Brent Ozar, one of those high on my experts list, had a session at the Summit last year, on the Professional Development track. He called it a “500-Level Guide to Career Internals” but it was really a wonderfully personal “How did I get here?” talk. One of the things he stressed was a consistency in message:

  • His Twitter account says: “I make Microsoft SQL Server faster and more reliable.”
  • His blog says: “I co-founded Brent Ozar Unlimited, a boutique consulting firm that helps you make SQL Server faster and more reliable.”
  • His 2016 PASS Summit bio says: “Brent Ozar loves to make SQL Server faster and more reliable.”

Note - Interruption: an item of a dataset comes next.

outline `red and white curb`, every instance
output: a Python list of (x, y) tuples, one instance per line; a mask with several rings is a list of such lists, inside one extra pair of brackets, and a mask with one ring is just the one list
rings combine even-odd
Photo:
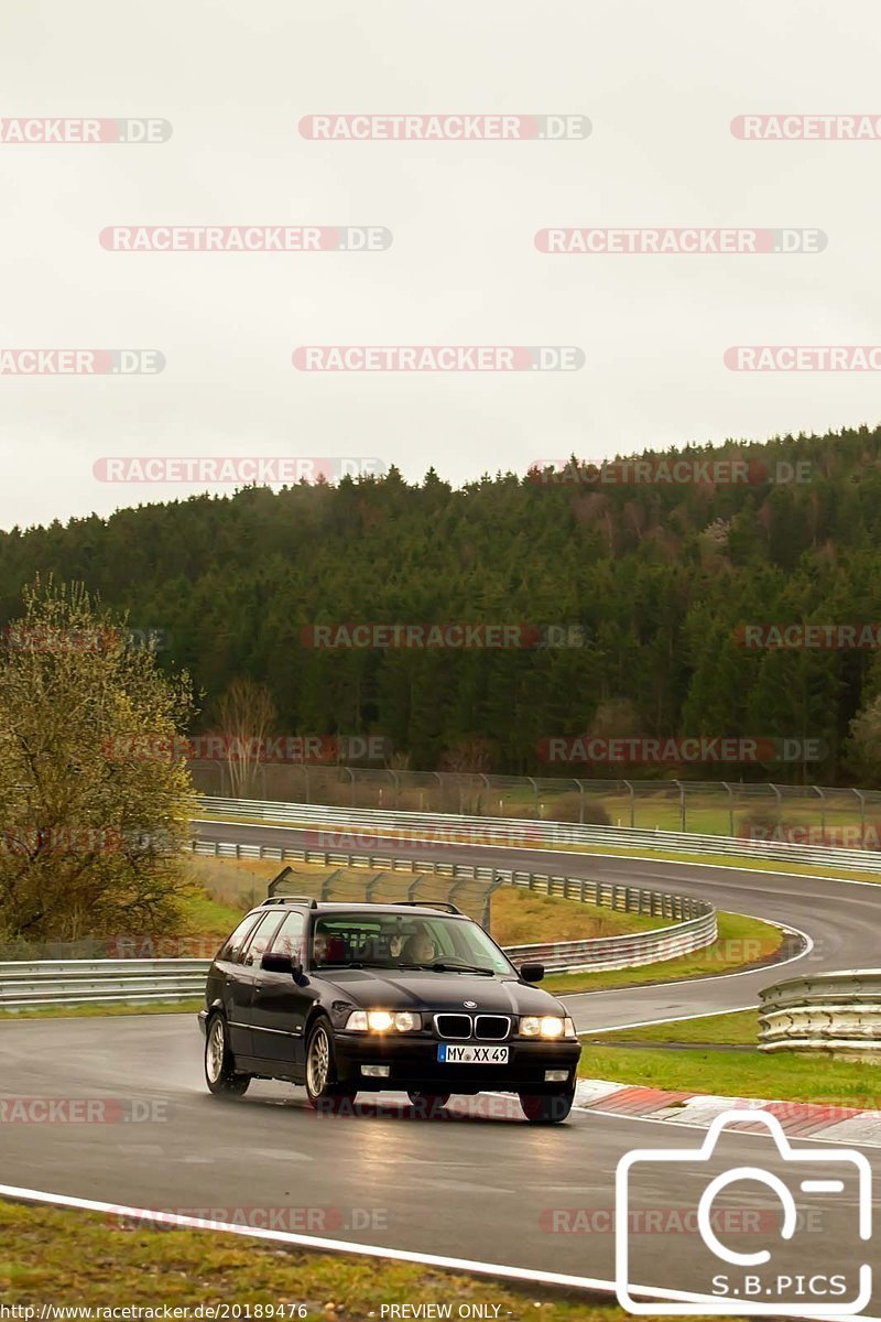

See a trend? Being known for making SQL Server faster and more reliable is Brent’s desired brand identity. BrentOzar.com is where I go when I have general SQL Server performance or reliability questions. It’s often the first place I go. Once I gain a little insight there, I might dig deeper elsewhere. Brent is very good about pointing people to experts in the field, who have a deeper but more narrow focus than he does. As for myself, you’ll find the phrase “fast and efficient SQL code” peppered throughout my online activity. I’m competent at quite a few things, but I’d like to think I really shine at that.

As the communications director for the IndyCar Ministry, it’s my role to get the message out that we are “dedicated to providing spiritual support and counseling to the IndyCar Series drivers, teams, and staff.” But what are we known for? That’s a tough question, actually, and one I’ve been wrestling with. “Being there when needed,” has come to mind. I’ve often joked that IndyCar is a traveling circus. The paddock is very close-knit, and rightfully so. Having chaplains who are inside that paddock, not just logistically, but emotionally as well – that means a lot. It makes the difference between whether or not someone will open up about a problem in their life. In any case, I’m still working on this one. In part, it’s actually what prompted this post.

In a similar capacity, I help Blue River Soccer “provide recreational, competitive, and educational soccer opportunities for the youth of Shelby County, Indiana.” Our tagline, which plays on what we’re known for, is “Ignite the dream. Launch the evolution. Respect the match.” We recognize that soccer is still in a transition period, at least in our area. So we set our sights accordingly. We try to give kids a passion for the game, give them the fundamentals, and set them up to move the needle forward – be better prepared to pass the game on to their own kids. Frankly, we’re not one of those associations with thousands of kids, paid coaches, and a big-time travel program. We’re known for being a place to which parents can feel comfortable bringing their kids, regardless of what they know about the game coming in.

It all comes back to that question. If you’re promoting something – yourself, your company, your product or services – you have to answer that first. So… what are you known for?